My mother, meanwhile, would be playing a more subtle part. She would be much better attuned to the tensions that existed between the two men, but would feel constrained by being, in this matter, a relative outsider. I believe she would not have said much, at least for the first hour or so, but would be conscious of the need to focus on the one subject that concerned them all. She would have kept trying, subtly and unobtrusively, to steer the conversation in that direction.

I find it harder to talk about Clive Borden, because I hardly knew him, but he had probably suggested the meeting. I feel certain neither of my parents would have done so. There must have been an exchange of letters in the recent past, which led to the invitation. Now I know his financial situation at the time, maybe he was hoping something might come his way as a result of a reconciliation. Or perhaps at last he had traced a family memoir that might explain or excuse Alfred Borden's behaviour. (Borden's book then existed, of course, but few people outside the world of magic knew about it.) On the other hand, he might have found out about the existence of Rupert Angier's personal diary. It's almost certain he kept one, because of his obsession with dates and details, but he either hid or destroyed it before he died.
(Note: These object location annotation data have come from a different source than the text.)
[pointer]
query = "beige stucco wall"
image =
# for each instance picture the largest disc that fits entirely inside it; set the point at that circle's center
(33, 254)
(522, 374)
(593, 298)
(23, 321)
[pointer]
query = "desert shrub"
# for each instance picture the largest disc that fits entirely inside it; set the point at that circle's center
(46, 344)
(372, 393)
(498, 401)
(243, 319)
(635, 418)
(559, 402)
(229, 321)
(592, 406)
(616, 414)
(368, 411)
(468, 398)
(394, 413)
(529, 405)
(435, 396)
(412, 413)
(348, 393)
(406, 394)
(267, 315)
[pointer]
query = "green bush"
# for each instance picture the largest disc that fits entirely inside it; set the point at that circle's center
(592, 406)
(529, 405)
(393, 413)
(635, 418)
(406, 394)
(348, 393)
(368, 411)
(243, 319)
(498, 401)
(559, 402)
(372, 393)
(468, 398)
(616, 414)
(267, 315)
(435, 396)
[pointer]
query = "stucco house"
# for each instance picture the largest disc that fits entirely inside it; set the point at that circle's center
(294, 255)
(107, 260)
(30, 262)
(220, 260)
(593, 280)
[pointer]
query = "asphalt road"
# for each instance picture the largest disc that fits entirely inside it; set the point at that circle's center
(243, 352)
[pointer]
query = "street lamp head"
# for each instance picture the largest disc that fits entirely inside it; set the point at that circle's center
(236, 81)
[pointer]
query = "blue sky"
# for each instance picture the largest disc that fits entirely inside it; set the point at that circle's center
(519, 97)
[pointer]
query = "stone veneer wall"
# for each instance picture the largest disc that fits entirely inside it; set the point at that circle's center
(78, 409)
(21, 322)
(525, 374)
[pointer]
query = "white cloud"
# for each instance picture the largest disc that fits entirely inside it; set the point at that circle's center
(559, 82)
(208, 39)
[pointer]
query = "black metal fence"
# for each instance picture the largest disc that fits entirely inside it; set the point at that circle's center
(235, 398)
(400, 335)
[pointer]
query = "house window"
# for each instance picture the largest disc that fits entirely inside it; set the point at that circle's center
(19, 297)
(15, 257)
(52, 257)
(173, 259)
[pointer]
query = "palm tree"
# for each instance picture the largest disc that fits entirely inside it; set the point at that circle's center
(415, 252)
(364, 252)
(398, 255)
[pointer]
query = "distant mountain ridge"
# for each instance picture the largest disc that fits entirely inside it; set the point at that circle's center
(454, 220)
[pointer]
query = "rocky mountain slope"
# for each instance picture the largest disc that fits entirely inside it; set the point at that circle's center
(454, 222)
I'm certain that an attempt to patch up the feud was behind the meeting, no matter who suggested it. What I saw at the time and can remember now was cordial enough, at least at first. It was after all a face-to-face meeting, which was more than their own parents’ generation had ever managed.

The old feud was behind it, no matter what. No other subject joined our families so securely, nor divided them so inevitably. My father's blandness, and Borden's nervousness, would eventually have run out. One of them would have said: well, can you tell us anything new about what happened?

The idiocy of the impasse looms around me as I think back. Any vestige of professional secrecy that once constrained our great-grandfathers would have died with them. No one who came after them in either family was a magician, or showed any interest in magic. If anyone has the remotest interest in the subject it's me, and that's only because of trying to carry out some research into what happened. I've read several books on stage magic, and a few biographies of great magicians. Most of them were modern works, while the oldest one I read was Alfred Borden’s. I know that the art of magic has progressed since the end of the last century, and that what were then popular tricks have long since gone out of fashion, replaced by more modern illusions. In our great-grandfathers’ time, for instance, no one had heard of the trick where someone appears to be sawn in half. That familiar illusion was not invented until the 1920s, long after both Danton and the Professeur were dead. It's in the nature of magic that illusionists have to keep thinking up more baffling ways of working their tricks. The magic of Le Professeur would now seem quaint, unfunny, slow and above all unmysterious. The trick that made him famous and rich would look like a museum piece, and any self-respecting rival illusionist would be able to reproduce it without trouble, and make it seem more baffling.

In spite of this the feud has continued for nearly a century.